Back to school with a bump

We’ve all read the stories over the years about exams getting easier, but I always just assumed they were Daily Mail rabble-rousing rubbish. But having sat a GCSE ICT exam for myself – that’s an exam intended to tax 16 year-olds by the way – I can safely say they’re getting, if anything, more difficult. And not in a good way.

As my rather embarrassing performance demonstrates, actual IT understanding didn’t seem to play a huge part in the marking of the paper. On questions requiring written answers, you could have written an entire page of sound argument, but if you didn’t include the precise terms or points in the mark scheme, you lost the mark.

In fact, the whole experience went a long way to convincing me of a common argument: that today’s exams are largely based around training pupils to memorise the particular key facts they’re expected to know.

Barry’s example in his blog post is a great one: Mike correctly stated that sending an email is better for the environment than writing a letter, but as the exam board hadn’t thought of that he couldn’t get the mark.

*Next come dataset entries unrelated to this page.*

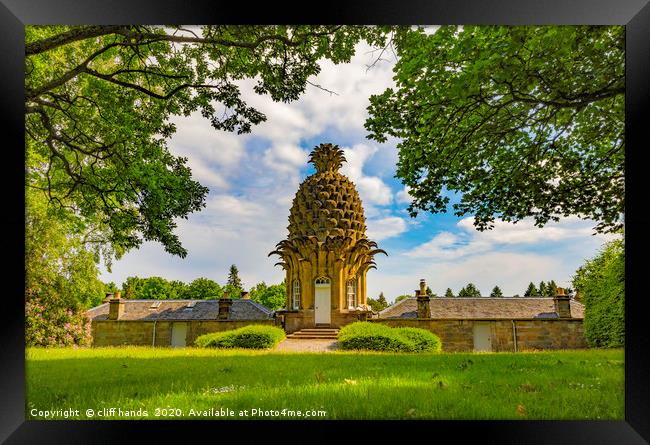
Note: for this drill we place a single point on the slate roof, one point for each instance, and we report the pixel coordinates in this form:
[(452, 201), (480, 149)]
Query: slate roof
[(483, 307), (178, 310)]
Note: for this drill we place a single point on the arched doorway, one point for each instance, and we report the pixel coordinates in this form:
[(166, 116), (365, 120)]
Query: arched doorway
[(323, 301)]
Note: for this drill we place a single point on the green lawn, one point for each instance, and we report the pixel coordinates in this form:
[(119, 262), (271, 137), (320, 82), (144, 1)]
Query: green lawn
[(344, 385)]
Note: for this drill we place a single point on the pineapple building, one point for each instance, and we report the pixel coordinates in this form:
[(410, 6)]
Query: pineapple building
[(327, 254)]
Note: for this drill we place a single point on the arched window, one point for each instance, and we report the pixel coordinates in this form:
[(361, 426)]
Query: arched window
[(295, 295), (352, 293)]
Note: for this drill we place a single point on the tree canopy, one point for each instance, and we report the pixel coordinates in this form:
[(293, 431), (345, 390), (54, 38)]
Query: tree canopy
[(523, 121), (98, 100), (469, 291), (601, 284), (273, 297)]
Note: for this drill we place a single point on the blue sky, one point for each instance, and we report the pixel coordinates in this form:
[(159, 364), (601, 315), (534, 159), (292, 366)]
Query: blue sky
[(253, 179)]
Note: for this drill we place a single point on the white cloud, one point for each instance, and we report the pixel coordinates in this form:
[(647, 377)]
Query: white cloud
[(403, 196), (469, 241), (379, 229), (285, 158), (372, 189)]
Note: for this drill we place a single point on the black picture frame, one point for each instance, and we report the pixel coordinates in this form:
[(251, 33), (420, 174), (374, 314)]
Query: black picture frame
[(635, 14)]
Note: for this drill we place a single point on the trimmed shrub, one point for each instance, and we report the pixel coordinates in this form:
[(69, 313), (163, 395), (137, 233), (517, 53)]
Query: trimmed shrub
[(425, 341), (249, 337), (365, 335)]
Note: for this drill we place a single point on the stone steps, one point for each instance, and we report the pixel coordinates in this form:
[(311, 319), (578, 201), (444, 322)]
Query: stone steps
[(314, 334)]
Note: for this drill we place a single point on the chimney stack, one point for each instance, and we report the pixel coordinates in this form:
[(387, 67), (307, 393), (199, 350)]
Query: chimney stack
[(562, 304), (116, 306), (224, 306), (424, 309)]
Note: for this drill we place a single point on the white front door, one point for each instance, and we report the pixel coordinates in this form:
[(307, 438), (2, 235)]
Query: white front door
[(179, 334), (323, 301), (482, 337)]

Similarly, in a two-mark question about how to deliver a finished graphics document to a client, I offered up email as one of several answers – which got me the first mark. Common sense dictates that anyone putting this answer would know to actually attach the file to the email first, but as I didn’t specifically state this that second mark eluded me (and that’s despite me listing FTP and CD/DVD as alternatives, both of which were also only valid for that first mark – in the latter case the second mark was given, unbelievably, for specifically saying you’d then give the disc to the client).

There’s undoubtedly a way of passing these types of exams, but it doesn’t necessarily involve learning your subject properly. Instead, it involves knowing the key terms that the marker is looking for, and teachers (with pressure on them to hit high pass rates) are undoubtedly aware of this. I’m sure it’s not just IT that has this problem – I seem to remember taking that exact approach to one of my weakest subjects back when I had GCSEs coming out of my ears. But it’s the IT industry that’s complaining of a lack of adequately trained applicants, and if this is the start they get it’s not hard to see why.